According to Navy officials, the MH-60R is the most capable multi-mission helicopter available in the world today. It is used for a variety of missions, including hunting and tracking enemy submarines, attacking enemy ships, search and rescue, drug interdiction, delivering supplies and supporting the Navy’s special operations forces.

It is replacing the Navy’s older helicopters because of its greater versatility and more advanced weapon systems.

Velazquez is now a part of a long-standing tradition of serving in the Navy our nation needs.

“My father was in the Navy and inspired me to join because he is such a strong figure that I’ve always wanted to be like,” said Velazquez.

Velazquez said they are proud to be part of a war-fighting team that readily defends America at all times.

“My deployments while serving are my proudest accomplishments,” said Velazquez. “I have two ship deployments and one to Jordan.”

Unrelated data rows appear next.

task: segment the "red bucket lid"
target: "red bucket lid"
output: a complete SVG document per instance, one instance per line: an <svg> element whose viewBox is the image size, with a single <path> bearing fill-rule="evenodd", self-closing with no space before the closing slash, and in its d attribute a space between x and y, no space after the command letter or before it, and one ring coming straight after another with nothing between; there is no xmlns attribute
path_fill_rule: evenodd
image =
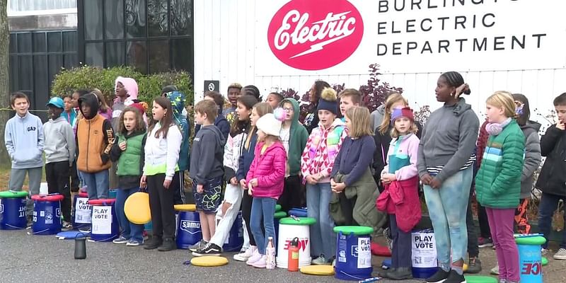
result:
<svg viewBox="0 0 566 283"><path fill-rule="evenodd" d="M31 199L37 202L59 202L63 200L64 197L62 195L34 195L31 196Z"/></svg>
<svg viewBox="0 0 566 283"><path fill-rule="evenodd" d="M89 205L109 205L114 204L116 199L88 200Z"/></svg>

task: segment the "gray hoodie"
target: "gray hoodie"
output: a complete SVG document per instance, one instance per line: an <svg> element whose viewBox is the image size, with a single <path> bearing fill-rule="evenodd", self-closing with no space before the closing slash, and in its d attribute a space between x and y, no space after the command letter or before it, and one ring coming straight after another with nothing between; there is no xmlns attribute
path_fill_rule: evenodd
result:
<svg viewBox="0 0 566 283"><path fill-rule="evenodd" d="M479 127L478 116L464 98L431 113L419 143L419 176L429 173L444 182L471 166Z"/></svg>
<svg viewBox="0 0 566 283"><path fill-rule="evenodd" d="M45 163L69 161L70 165L73 163L75 159L75 136L71 124L65 118L59 117L46 122L43 125L43 135L45 137Z"/></svg>
<svg viewBox="0 0 566 283"><path fill-rule="evenodd" d="M190 152L189 176L198 185L224 175L224 155L226 140L216 126L200 128L195 136Z"/></svg>
<svg viewBox="0 0 566 283"><path fill-rule="evenodd" d="M521 126L525 136L525 158L523 165L523 173L521 175L521 199L531 198L531 190L533 189L533 174L541 166L541 139L538 130L541 124L529 121L526 125Z"/></svg>
<svg viewBox="0 0 566 283"><path fill-rule="evenodd" d="M379 105L371 115L369 115L369 125L371 126L371 129L376 129L376 127L381 125L385 116L385 105Z"/></svg>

Sailors’ jobs are highly varied within the squadron. Approximately 297 Navy men and women are assigned and keep all parts of the squadron running smoothly. This includes everything from maintaining helicopter airframes and engines, to processing paperwork, handling weapons and flying the aircraft.

Velazquez is playing an important part in America’s focus on rebuilding military readiness, strengthening alliances and reforming business practices

in support of the National Defense Strategy.

“Our priorities center on people, capabilities and processes, and will be achieved by our focus on speed, value, results and partnerships,” said Secretary of the Navy Richard V. Spencer. “Readiness, lethality and modernization are the requirements driving these priorities.”

As a member of one of the U.S. Navy’s most relied upon capital assets, Velazquez and other sailors know they are part of a legacy that will last beyond their lifetimes.

Serving in the Navy, Velazquez is learning about being a more respectable leader, sailor and person through handling numerous responsibilities.

“Serving in the Navy means I get access to so many programs that are beneficial to me,” said Velazquez. “It sets me up for a better life.”